「もう戻れない?」気候崩壊の時代を生き抜くために―斎藤幸平が語る現代のリアル
パリ協定の1.5度目標は失敗?「気候崩壊」が迫る未来
ベストセラー『人新世の「資本論」』で社会現象を巻き起こした経済思想家・斎藤幸平さんが、最新刊『人新世の「黙示録」』を出版しました。前著から5年が経った今、斎藤さんが抱く危機感はかつてないほど高まっています。2015年にパリ協定で掲げられた「気温上昇を1.5度に抑える」という目標は事実上失敗に終わり、世界はすでに「気候崩壊」のステージへと突入しているといいます。

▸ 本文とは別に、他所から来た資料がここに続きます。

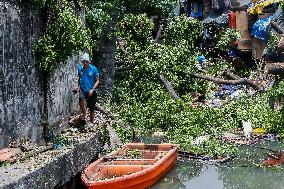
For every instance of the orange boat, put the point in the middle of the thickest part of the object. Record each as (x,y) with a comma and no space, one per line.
(134,166)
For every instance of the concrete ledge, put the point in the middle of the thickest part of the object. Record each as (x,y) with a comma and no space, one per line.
(52,168)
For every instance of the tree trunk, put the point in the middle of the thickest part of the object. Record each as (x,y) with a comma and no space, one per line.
(241,81)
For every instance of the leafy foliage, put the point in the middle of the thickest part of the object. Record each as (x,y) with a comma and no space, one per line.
(185,30)
(64,36)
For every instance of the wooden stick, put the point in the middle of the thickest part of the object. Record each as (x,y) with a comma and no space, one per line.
(241,81)
(30,155)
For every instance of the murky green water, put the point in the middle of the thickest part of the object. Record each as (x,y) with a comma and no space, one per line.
(243,172)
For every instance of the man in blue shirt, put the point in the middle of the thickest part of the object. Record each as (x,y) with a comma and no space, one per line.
(88,82)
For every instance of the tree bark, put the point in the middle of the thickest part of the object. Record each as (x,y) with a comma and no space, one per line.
(241,81)
(168,86)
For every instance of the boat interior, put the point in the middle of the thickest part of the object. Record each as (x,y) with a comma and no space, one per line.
(117,164)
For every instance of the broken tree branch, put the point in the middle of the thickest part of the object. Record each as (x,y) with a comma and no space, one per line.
(241,81)
(168,86)
(110,115)
(230,75)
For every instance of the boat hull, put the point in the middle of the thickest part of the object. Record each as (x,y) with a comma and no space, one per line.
(147,176)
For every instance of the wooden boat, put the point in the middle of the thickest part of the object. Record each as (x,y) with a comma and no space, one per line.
(134,166)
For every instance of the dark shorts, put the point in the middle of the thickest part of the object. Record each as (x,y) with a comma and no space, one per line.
(91,100)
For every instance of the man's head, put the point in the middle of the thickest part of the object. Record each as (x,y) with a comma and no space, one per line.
(85,59)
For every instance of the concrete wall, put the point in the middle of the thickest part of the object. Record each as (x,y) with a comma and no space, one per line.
(61,101)
(20,90)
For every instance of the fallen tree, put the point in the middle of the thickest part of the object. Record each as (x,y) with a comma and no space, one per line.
(241,81)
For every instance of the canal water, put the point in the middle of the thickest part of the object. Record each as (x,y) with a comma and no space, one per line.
(242,172)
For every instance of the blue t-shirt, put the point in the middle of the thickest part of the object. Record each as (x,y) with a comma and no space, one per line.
(87,77)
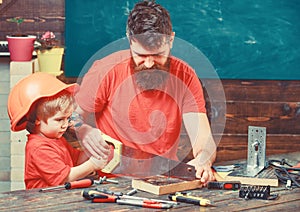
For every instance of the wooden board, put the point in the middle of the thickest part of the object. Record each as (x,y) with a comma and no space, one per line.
(160,185)
(266,177)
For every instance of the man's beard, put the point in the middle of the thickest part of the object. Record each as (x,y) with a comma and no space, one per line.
(151,78)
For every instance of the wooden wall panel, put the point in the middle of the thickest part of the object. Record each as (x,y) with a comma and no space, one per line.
(274,104)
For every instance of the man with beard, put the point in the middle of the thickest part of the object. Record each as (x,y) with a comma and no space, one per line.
(143,96)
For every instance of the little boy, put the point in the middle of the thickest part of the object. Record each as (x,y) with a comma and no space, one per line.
(42,104)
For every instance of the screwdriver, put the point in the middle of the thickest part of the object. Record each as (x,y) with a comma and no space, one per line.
(180,197)
(71,185)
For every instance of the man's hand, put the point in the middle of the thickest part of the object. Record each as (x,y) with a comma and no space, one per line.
(92,142)
(203,170)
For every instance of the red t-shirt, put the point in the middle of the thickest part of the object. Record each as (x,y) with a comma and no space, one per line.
(147,120)
(48,161)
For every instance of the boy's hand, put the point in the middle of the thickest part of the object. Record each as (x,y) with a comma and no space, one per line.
(98,164)
(92,142)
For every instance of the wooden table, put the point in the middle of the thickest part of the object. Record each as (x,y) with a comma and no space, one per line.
(223,200)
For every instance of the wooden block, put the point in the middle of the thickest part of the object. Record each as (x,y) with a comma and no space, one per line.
(160,185)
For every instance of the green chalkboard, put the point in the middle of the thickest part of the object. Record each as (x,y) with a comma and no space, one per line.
(241,39)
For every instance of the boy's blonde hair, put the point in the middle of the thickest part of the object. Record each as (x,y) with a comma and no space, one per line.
(47,107)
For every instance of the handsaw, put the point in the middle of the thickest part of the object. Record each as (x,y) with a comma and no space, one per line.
(124,163)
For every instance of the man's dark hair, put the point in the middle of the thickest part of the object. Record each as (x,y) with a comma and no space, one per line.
(149,23)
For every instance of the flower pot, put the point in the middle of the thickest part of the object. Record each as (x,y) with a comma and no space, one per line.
(21,48)
(50,60)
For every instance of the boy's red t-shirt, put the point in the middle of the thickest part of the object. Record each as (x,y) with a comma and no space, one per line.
(48,161)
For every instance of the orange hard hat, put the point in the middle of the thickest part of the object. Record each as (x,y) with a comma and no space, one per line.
(30,89)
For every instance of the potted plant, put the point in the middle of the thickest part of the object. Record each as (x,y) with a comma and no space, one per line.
(49,53)
(20,45)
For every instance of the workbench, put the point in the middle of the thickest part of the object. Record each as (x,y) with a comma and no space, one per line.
(223,200)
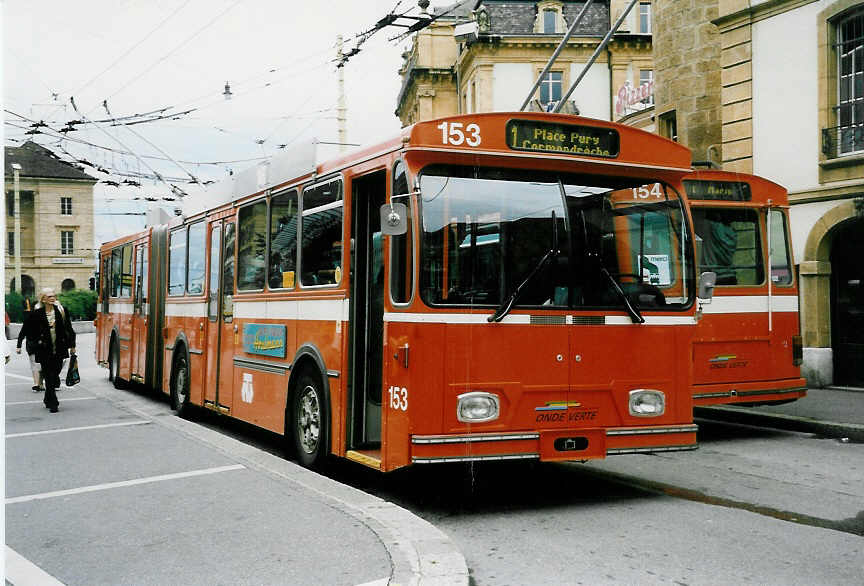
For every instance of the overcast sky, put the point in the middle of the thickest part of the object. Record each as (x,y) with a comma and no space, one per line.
(143,56)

「気候変動」という言葉ではもはや表現しきれないほど、文明の基盤が根本から揺らぎ始めているのです。
「二季化」する日本と、世界を襲うドミノ倒し
私たちが直面しているのは、単に少し暑くなるというレベルではありません。日本国内でも「春」と「秋」が消滅し、夏が異常に長引く「二季化」の進行が避けられない現実となっています。さらに世界規模で見れば、大西洋の海流の弱化により食糧供給が致命的な打撃を受けるなど、まさに「ドミノ倒し」のように事態が悪化していくリスクが指摘されています。かつてのような安定した気候には二度と戻れない。そんな後戻りのできない時代を、私たちは生きているのです。
自国ファーストが招く「恒久欠乏経済」という絶望
戦争や紛争が続き、世界中で「自分たちの利益を確保したい」という自国ファーストな感情が強まっています。しかし、気候リスクと政治的な不安が重なれば、さらなる悪循環に陥るのは火を見るよりも明らかです。斎藤さんが警鐘を鳴らすのは、インフラの維持すら困難になり、あらゆる物が足りなくなる「恒久欠乏経済」の到来です。「黙示録」的な世界が目前に迫る今、私たちは経済成長ばかりを追い求める既存のシステムを根本から見直す必要があります。私たちが今から取れる選択肢とは何か、改めて問い直す時期が来ています。